La discriminazione che si realizza è singolare e diviene paradossale se paragonata allo status assicurato, a contrario,  ai cittadini italiani che abbiano collegamenti meno frequenti o addirittura assenti con il Paese d’origine, con la conseguenza di attenuare l’eguaglianza delle opportunità e il favor voti, intesi come principi cardine del processo elettorale.

Dinanzi alle notevoli e reiterate proteste dei ragazzi penalizzati dalla “svista” del Legislatore, il Governo dimissionario è sembrato barricarsi dietro l’impraticabilità di interventi che consentano l’espressione del voto nelle sedi diplomatiche e consolari. Tuttavia, una eventualità del genere è già prevista per gli elettori che si trovino all’estero per brevi periodi in occasione delle elezioni per il Parlamento europeo, e che quindi possono contribuire, in loco, ad eleggere i propri rappresentanti nell’assise europea. Inoltre, l’emersione di questo problema era altamente preventivabile in ragione della sempre crescente emigrazione all’estero di giovani per motivi di studio, e soprattutto alla luce di casi analoghi verificatisi durante le  precedenti consultazioni politiche.

Di conseguenza, le difficoltà di ordine pratico (come l’esiguità dei margini temporali per approntare un adeguato procedimento e raccordo con le rappresentanze diplomatiche e consolari) dovevano essere conosciute e rimosse molto prima che la campagna elettorale avesse inizio, così da definire puntuali interventi normativi in grado di colmare la lacuna evidenziata e assicurare effettività del diritto di voto a chi si trova all’estero e non può sostenere spese ingenti per ritornarvi solo per depositare la scheda in un’urna.

Nell’era della digitalizzazione, del progresso tecnologico e di concezioni sempre più “aperte” del concetto di cittadinanza, è sul terreno concreto delle riforme che si misura il livello di civiltà di un Paese, la sua affidabilità istituzionale ed il complessivo rendimento della democrazia.

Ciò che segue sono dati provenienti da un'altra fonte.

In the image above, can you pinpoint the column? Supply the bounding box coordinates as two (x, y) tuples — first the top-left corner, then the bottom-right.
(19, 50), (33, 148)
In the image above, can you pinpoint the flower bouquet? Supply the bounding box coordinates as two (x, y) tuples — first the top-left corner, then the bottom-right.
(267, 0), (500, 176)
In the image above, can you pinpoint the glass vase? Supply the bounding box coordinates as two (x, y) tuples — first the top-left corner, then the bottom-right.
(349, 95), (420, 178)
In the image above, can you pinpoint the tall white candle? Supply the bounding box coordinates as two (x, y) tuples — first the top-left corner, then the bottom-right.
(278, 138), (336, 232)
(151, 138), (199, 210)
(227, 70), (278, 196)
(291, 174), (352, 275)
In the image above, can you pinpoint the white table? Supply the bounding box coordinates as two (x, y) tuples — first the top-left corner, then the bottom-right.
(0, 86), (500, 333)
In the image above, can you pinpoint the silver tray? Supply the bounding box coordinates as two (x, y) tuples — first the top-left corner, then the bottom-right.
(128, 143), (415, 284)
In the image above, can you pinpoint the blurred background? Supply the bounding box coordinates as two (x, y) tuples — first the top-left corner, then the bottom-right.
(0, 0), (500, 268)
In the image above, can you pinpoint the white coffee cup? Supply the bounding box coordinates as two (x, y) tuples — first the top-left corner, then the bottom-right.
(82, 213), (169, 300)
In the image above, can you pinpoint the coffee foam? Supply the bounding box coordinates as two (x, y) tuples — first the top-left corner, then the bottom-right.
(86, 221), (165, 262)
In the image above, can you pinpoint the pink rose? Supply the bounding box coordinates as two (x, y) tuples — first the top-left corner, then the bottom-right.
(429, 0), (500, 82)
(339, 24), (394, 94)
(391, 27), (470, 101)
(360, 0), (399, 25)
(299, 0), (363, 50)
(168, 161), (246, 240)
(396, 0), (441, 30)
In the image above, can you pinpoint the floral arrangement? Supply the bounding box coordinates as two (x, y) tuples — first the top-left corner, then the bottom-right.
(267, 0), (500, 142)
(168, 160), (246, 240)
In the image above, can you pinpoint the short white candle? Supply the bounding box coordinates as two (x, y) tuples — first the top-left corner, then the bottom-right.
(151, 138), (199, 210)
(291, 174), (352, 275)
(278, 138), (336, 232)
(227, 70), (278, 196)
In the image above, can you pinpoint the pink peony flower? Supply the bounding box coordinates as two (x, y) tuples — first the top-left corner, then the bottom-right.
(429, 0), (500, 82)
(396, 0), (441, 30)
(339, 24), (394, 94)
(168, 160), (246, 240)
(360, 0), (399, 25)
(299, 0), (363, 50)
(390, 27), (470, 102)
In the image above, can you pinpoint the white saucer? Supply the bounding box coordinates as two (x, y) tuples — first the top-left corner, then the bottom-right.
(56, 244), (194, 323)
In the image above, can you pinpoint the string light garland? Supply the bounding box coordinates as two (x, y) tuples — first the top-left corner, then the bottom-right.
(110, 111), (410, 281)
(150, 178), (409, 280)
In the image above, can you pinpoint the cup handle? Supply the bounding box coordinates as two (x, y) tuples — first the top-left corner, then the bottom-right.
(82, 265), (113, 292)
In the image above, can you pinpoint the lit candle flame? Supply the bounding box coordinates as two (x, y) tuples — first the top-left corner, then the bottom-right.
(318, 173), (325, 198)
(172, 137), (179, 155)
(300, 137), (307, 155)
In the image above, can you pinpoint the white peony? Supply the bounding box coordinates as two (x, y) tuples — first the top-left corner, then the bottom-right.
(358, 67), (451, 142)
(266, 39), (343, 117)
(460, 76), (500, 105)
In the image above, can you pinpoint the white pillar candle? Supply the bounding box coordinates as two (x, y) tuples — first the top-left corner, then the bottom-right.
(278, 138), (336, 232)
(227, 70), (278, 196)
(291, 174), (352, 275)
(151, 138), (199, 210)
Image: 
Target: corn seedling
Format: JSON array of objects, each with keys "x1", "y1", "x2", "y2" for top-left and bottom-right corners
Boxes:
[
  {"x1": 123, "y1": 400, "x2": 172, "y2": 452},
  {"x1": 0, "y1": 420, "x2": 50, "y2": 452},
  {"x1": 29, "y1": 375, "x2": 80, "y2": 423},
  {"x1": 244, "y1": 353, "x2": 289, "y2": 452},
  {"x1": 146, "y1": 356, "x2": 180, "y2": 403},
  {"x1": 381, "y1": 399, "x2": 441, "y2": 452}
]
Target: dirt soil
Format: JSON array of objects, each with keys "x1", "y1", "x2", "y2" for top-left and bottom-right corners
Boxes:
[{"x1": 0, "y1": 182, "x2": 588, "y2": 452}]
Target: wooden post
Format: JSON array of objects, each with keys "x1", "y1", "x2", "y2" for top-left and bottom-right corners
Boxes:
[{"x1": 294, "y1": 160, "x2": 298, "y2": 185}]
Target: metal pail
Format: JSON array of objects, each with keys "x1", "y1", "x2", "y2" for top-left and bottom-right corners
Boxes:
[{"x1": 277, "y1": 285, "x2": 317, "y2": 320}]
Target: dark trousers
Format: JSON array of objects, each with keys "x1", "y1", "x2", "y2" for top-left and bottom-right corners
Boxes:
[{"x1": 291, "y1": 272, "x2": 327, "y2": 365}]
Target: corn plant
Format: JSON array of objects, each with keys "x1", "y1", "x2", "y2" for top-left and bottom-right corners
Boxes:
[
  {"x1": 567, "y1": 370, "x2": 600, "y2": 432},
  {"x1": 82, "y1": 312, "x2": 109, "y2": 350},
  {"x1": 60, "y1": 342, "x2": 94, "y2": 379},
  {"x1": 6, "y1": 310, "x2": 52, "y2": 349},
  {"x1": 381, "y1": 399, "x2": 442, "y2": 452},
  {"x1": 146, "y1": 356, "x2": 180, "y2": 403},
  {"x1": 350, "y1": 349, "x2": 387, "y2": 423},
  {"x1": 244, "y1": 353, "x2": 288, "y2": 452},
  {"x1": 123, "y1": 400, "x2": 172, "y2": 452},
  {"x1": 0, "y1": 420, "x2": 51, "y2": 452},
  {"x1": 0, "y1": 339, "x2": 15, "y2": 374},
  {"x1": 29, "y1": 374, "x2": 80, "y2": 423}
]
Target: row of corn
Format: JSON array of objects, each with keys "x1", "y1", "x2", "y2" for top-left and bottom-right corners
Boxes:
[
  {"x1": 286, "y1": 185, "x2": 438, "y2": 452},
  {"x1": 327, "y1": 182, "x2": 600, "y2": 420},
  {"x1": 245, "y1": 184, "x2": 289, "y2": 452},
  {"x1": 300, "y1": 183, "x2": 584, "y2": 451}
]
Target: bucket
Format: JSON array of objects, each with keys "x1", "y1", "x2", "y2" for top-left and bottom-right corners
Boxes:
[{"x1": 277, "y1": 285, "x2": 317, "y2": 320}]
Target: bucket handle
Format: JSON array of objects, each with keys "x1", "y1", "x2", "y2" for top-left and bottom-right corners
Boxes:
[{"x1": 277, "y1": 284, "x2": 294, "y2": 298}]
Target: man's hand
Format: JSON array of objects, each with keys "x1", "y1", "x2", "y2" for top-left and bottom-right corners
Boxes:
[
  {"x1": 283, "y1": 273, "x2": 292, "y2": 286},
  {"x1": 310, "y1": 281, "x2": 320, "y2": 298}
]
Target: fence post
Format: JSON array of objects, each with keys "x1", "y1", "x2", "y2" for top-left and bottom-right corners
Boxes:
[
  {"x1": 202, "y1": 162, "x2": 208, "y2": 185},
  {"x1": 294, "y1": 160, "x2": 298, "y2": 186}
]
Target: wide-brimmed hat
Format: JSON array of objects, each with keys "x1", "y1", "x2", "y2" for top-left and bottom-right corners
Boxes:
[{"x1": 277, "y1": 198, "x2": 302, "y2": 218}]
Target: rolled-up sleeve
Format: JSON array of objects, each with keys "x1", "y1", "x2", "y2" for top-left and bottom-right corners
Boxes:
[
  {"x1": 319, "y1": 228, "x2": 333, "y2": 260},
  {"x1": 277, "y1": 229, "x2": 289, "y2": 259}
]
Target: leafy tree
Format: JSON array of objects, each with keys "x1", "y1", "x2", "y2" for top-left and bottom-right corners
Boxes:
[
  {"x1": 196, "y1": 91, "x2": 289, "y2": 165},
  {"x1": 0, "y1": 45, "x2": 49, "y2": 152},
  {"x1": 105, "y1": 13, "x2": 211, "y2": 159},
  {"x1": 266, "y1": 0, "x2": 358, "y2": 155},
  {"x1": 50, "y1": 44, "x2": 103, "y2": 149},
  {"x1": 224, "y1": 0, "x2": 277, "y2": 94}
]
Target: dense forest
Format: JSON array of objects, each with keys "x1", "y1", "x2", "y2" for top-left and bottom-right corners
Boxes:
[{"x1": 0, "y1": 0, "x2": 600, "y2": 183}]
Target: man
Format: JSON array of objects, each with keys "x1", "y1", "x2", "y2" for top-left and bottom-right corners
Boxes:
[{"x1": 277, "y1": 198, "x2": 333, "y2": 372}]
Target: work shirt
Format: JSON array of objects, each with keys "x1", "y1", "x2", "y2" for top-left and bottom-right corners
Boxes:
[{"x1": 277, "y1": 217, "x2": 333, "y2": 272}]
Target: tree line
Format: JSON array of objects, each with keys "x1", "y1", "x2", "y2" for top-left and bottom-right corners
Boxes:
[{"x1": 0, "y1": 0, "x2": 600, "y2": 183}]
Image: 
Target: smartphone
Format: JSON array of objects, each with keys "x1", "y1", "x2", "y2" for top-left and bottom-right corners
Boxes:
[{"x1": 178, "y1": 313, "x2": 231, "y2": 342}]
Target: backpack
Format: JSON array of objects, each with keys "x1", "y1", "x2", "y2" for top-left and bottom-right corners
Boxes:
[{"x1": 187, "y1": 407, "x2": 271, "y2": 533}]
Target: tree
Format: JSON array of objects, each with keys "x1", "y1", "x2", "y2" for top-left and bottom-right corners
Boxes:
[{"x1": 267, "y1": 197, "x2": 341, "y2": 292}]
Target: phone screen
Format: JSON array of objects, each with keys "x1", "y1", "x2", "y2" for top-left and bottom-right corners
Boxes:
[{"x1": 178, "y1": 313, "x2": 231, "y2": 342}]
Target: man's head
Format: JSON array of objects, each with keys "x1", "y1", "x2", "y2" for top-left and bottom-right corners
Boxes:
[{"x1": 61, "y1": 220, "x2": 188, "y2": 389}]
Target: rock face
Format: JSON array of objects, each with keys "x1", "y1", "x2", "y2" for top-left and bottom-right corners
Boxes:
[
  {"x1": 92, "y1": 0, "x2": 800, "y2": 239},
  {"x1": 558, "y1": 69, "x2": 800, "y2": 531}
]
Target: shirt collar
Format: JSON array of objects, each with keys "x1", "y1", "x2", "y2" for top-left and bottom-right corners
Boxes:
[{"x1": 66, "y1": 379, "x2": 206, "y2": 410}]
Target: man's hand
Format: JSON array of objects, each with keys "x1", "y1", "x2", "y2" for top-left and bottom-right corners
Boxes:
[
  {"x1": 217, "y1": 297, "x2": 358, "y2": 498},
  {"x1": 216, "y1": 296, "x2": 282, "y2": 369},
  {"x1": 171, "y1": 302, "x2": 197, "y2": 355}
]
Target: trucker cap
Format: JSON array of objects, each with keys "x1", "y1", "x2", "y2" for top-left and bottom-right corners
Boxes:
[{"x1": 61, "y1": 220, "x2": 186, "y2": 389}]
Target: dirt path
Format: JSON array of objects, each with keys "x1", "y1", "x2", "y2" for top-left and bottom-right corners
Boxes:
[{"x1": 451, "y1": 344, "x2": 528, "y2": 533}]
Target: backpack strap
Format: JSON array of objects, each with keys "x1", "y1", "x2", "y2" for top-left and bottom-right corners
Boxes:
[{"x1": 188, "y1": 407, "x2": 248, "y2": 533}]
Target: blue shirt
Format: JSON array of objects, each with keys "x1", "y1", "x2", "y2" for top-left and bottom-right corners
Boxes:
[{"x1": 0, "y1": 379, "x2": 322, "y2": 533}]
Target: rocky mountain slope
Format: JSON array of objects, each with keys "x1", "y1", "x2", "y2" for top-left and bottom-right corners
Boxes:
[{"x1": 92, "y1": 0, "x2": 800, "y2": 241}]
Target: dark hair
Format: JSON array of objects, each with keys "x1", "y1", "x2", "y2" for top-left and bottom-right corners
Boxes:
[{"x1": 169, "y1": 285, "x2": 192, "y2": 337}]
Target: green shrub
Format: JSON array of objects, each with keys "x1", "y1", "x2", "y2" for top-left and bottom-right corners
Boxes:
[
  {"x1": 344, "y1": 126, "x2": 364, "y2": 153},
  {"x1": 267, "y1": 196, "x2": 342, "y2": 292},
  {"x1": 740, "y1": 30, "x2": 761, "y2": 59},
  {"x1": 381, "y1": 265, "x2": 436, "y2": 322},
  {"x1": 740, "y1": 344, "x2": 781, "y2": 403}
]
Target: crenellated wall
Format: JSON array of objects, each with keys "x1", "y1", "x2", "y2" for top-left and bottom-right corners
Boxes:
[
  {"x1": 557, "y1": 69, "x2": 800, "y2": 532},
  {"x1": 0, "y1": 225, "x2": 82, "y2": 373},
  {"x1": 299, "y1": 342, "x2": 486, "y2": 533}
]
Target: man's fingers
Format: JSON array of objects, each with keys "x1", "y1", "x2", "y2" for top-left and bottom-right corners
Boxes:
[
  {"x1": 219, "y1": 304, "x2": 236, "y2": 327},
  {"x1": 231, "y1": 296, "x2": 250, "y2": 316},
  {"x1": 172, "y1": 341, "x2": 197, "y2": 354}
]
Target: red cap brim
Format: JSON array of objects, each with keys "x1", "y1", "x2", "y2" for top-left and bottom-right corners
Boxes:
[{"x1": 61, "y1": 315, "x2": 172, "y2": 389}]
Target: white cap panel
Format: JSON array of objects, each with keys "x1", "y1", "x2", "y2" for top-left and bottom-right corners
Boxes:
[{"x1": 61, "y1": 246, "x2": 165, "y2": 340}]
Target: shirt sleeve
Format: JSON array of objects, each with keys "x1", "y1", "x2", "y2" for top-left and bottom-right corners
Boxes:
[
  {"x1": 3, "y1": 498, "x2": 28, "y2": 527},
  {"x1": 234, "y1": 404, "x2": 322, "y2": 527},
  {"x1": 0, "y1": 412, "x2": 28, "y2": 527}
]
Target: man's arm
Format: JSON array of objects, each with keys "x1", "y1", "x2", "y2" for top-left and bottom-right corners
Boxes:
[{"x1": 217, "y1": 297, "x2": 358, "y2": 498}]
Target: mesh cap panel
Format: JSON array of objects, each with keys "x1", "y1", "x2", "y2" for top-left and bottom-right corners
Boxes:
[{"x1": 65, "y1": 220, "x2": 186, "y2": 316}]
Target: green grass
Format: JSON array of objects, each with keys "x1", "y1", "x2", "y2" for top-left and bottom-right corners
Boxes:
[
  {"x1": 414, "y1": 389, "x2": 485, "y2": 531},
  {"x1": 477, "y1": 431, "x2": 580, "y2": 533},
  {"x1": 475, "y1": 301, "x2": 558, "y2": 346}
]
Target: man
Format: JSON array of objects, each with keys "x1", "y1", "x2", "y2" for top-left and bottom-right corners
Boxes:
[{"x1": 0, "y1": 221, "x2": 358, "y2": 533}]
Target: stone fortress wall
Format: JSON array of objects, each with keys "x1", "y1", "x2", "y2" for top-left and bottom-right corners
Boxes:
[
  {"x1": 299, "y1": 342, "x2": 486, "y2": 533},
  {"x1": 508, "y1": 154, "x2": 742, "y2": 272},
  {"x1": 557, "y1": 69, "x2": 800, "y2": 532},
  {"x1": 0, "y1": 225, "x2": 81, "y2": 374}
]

Ecco perché il mancato voto in loco per gli studenti Erasmus amplifica alcune delle irrazionalità della legislazione elettorale italiana, che un assetto politico-istituzionale maturo e consapevole dovrebbe ridefinire al più presto per allinearla agli standard di trasparenza, democraticità e contendibilità tipici degli ordinamenti più avanzati.